De La Espriella, quien pocos días antes de ir a prisión había visitado la Casa de Nariño para llevar un mensaje similar de Mancuso --interpretado por altos funcionarios del Gobierno como una amenaza velada de chantaje-- les dijo que él mismo podría subirle la velocidad a su ventilador y contar, por ejemplo, que habría sido testigo de uno de los encuentros del hoy vicepresidente Francisco Santos con Carlos Castaño, para hablar sobre la creación de un bloque de las Auc en Bogotá. Y Santos fue, precisamente, uno de los principales blancos de ataque de Mancuso, que convirtió la versión libre en una catapulta de acusaciones contra terceros.
El libreto de 'Báez'
Abogados que siguen de cerca los procesos contra los congresistas detenidos por presuntos nexos con paramilitares, aseguran que Ernesto Baez, el locuaz y controvertido ex vocero político de las Auc, estaría preparando un libreto con acusaciones similares a las que ha hecho Mancuso, y que las lanzaría si el día fijado para dar su versión libre ante la Unidad de Justicia y Paz de la Fiscalía, el Gobierno no ha dado señales de que está buscando salidas políticas a un proceso que hoy está completamente judicializado.
¿Ha recibido algún funcionario del Gobierno amenazas de chantaje? La respuesta podrían darla tres altos funcionarios que visitan con cierta asiduidad La Picota: el ministro del Interior Carlos Holguín Sardi, su secretario privado José Ignacio Burgos, y el viceministro de Justicia Guillermo Reyes.
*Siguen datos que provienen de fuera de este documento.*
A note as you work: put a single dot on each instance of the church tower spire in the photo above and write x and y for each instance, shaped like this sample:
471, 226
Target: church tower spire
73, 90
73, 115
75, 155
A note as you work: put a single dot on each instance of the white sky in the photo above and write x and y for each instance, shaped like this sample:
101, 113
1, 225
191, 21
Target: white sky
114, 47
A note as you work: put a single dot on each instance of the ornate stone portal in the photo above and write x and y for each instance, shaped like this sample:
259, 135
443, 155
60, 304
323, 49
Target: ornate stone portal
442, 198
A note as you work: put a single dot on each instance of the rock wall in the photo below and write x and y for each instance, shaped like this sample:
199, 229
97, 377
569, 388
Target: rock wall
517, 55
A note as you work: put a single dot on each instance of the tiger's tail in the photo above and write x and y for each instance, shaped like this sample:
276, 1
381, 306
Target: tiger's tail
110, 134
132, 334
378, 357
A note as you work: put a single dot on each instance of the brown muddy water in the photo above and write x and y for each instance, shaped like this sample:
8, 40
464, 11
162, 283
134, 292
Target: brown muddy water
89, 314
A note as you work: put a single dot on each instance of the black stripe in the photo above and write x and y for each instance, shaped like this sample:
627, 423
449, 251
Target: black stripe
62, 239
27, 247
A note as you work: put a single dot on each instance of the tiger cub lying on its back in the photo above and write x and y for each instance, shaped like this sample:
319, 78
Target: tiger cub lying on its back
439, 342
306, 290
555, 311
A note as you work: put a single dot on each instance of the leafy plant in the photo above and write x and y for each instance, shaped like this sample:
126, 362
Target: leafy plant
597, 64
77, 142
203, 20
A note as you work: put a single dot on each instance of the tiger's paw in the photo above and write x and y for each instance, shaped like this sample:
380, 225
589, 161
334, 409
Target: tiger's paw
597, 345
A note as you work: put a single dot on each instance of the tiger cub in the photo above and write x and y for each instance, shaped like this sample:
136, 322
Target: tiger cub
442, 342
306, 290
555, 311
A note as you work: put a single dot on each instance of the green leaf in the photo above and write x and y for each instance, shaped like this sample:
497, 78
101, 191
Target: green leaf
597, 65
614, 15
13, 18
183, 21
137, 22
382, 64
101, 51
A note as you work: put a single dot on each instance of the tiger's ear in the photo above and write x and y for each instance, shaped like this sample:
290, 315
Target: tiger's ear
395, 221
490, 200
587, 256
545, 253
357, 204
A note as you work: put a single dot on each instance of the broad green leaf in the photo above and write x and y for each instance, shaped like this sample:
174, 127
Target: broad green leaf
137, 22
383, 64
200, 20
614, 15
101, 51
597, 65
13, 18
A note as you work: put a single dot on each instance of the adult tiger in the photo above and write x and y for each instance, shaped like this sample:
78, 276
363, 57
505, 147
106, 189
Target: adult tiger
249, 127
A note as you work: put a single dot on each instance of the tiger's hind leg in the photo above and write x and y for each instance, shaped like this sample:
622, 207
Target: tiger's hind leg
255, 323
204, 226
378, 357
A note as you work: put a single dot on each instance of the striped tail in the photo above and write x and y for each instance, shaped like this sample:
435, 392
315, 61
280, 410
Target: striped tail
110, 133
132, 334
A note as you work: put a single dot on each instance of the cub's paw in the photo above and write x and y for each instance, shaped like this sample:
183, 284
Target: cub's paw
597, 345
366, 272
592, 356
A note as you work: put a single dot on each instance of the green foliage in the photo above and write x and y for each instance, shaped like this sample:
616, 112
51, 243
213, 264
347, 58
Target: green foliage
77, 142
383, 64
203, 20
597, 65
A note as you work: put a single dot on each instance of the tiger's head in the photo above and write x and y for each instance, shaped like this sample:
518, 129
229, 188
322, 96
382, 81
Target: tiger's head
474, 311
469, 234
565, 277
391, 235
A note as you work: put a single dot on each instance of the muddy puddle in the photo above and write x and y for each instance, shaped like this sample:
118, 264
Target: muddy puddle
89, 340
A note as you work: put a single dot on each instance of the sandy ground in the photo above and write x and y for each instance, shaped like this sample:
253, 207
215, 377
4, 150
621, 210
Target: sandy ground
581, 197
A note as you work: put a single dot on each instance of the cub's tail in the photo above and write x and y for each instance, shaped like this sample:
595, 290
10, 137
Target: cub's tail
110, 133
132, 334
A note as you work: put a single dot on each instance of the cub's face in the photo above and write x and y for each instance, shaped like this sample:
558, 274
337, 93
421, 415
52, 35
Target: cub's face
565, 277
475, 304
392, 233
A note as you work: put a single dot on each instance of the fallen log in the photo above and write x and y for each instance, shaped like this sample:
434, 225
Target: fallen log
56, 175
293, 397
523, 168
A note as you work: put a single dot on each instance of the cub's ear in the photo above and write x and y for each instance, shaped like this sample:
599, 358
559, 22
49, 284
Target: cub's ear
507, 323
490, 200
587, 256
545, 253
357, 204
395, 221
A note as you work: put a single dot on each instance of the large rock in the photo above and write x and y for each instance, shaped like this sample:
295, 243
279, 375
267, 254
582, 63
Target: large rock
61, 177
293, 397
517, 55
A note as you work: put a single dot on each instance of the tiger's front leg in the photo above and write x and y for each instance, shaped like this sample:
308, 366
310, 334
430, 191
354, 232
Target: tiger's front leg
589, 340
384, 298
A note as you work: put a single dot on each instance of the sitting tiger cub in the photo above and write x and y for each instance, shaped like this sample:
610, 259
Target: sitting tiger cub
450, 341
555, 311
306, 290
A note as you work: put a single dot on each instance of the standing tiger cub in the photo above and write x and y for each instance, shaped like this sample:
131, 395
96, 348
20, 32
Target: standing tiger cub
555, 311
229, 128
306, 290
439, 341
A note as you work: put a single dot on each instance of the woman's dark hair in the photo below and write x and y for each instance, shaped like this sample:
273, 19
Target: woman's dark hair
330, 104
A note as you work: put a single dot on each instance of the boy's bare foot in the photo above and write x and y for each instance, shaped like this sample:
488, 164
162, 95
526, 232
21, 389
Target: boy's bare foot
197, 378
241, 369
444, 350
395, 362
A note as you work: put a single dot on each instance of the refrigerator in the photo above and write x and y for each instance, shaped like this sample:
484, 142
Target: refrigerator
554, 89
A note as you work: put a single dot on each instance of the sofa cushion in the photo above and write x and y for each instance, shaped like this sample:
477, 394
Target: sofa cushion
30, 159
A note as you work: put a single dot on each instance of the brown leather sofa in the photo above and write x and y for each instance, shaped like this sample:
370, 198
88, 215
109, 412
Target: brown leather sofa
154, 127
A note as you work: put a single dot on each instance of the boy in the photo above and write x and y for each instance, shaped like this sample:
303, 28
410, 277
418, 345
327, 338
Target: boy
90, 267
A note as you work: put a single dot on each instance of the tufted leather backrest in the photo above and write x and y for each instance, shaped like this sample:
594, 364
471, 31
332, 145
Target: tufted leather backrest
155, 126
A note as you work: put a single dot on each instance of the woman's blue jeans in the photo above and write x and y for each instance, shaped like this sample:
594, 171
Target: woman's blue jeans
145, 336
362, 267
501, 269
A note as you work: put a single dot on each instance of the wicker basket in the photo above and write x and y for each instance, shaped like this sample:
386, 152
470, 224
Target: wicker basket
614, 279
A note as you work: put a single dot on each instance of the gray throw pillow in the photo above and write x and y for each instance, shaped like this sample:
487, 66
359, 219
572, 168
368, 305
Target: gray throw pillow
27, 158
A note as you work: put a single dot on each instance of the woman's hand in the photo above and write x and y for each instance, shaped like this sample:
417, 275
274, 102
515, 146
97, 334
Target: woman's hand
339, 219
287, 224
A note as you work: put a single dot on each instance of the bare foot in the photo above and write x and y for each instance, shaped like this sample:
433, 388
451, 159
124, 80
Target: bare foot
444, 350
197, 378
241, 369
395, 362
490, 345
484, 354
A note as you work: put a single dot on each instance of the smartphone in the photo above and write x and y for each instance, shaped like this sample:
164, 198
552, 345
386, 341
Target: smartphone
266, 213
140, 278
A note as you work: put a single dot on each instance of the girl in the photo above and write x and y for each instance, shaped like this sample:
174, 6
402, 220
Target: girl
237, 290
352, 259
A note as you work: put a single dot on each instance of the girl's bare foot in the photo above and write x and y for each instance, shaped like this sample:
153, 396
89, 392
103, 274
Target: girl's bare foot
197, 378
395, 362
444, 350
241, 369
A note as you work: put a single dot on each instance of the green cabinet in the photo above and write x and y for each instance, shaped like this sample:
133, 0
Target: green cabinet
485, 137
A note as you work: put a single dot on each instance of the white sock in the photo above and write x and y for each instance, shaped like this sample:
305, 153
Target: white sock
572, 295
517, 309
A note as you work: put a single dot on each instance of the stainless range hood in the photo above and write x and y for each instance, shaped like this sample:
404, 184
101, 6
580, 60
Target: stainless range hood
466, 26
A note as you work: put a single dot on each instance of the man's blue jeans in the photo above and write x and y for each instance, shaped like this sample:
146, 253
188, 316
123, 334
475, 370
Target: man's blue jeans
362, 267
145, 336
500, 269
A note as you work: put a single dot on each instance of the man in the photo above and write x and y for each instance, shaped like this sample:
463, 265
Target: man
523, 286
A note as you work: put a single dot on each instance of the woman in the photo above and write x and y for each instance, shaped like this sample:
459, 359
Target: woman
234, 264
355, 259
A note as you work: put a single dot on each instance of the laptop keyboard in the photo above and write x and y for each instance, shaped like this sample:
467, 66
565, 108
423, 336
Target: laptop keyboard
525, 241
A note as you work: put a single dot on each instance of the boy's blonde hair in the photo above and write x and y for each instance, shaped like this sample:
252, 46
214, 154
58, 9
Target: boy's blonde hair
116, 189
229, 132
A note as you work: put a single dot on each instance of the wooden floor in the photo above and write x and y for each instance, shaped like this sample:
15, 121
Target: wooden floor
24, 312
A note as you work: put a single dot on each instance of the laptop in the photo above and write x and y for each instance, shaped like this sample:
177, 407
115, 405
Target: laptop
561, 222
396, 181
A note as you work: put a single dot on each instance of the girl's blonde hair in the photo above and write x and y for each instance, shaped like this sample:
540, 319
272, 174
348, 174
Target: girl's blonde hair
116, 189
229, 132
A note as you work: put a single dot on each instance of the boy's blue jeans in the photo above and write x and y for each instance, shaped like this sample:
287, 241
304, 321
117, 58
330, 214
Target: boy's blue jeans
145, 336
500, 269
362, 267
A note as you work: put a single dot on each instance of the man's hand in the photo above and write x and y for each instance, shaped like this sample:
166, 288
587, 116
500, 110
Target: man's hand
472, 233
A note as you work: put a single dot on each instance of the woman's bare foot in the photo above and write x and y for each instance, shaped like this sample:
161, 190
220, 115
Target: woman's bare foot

Reyes le confirmó a CAMBIO que ha visitado entre 12 y 15 veces la cárcel, pero aseguró que sus gestiones han tenido que ver estrictamente con las funciones de su cargo. "Deben estar libres de suspicacias, pues lo que he recibido son quejas que se refieren a las malas condiciones en las que se encuentran: malos olores por filtraciones de aguas negras, pulgas y otras incomodidades -afirmó--. No han hablado sobre ninguna suerte de salvavidas jurídico".